Haddish also asked Fauci about how long antibodies last when the vaccine is created. Haddish has gotten tested multiple times for the coronavirus but has gotten both negative and positive results back.

“We don’t know how long the antibodies last with the vaccine, we’re assuming, a pretty good assumption, with the vaccine it will last about 8 months or a year or so,” said Fauci.

While the two seemed to be enjoying themselves by cracking a few jokes and even singing at one point in the interview, Haddish and Fauci were serious when they spoke about the disparities of infection between black, Hispanic and white populations and why black people may be resistant to receive the vaccine.

“I don’t want to get sick trying to get healthy. I don’t want to be a guinea pig,” said Haddish when speaking about the possibility of getting the COVID-19 vaccine.

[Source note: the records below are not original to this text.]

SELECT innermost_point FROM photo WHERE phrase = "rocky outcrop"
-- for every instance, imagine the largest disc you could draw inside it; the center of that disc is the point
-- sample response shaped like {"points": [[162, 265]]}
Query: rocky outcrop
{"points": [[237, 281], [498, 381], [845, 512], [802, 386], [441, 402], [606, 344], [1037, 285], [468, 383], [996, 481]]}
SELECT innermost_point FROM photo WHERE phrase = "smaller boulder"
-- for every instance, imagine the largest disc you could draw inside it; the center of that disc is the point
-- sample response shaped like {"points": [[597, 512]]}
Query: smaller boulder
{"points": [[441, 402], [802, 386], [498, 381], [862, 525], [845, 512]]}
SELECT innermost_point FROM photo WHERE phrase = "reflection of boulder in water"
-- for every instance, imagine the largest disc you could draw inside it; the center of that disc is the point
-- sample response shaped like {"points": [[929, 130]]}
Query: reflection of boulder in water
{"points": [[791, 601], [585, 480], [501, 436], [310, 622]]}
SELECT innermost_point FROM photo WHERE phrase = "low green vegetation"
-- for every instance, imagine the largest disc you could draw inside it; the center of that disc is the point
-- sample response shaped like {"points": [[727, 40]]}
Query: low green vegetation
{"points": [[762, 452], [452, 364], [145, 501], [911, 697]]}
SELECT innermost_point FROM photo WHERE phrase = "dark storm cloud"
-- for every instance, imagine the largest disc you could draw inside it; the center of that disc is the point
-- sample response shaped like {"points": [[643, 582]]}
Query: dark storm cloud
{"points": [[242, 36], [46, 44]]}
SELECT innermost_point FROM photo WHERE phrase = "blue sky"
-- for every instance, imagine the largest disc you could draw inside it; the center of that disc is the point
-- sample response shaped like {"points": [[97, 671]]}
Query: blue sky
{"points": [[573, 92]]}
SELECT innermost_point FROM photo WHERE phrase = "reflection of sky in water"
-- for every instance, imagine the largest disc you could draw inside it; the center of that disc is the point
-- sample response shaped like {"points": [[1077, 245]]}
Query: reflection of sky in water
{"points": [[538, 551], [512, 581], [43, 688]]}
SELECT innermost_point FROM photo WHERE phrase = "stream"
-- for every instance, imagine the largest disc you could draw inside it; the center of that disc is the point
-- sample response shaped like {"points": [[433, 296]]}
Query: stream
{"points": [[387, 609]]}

Fauci mentioned the importance of black, Hispanic, Native American and other minority participation in the clinical trials for the COVID-19 vaccine. Precisely because the disparity of infection has been noted between minority communities and the white population.

Fauci added the disproportion of infection rate could be because many black and Hispanic people work jobs that require physical interaction with people. Minority communities have the greater likelihood of having the underlying conditions such as obesity that result in a more serious outcome if they contract the virus, according to Fauci.

Haddish spoke about her experience with getting tested for COVID-19 revealing she has gotten tested 12 times.

“I was working on a movie, someone in the movie contracted coronavirus. I wasn’t in direct contact with them but they sent us all home and they stopped the movie,” said Haddish.

Haddish said she was advised to get tested but was not experiencing any symptoms. The first time she was tested the results came back negative.

“Then somebody else I know that was around like a week before, they contracted the coronavirus so I went and got tested again. Get the test the second time, not feeling any symptoms or anything and it comes back like two days later and it said, I did have the coronavirus,” said Haddish.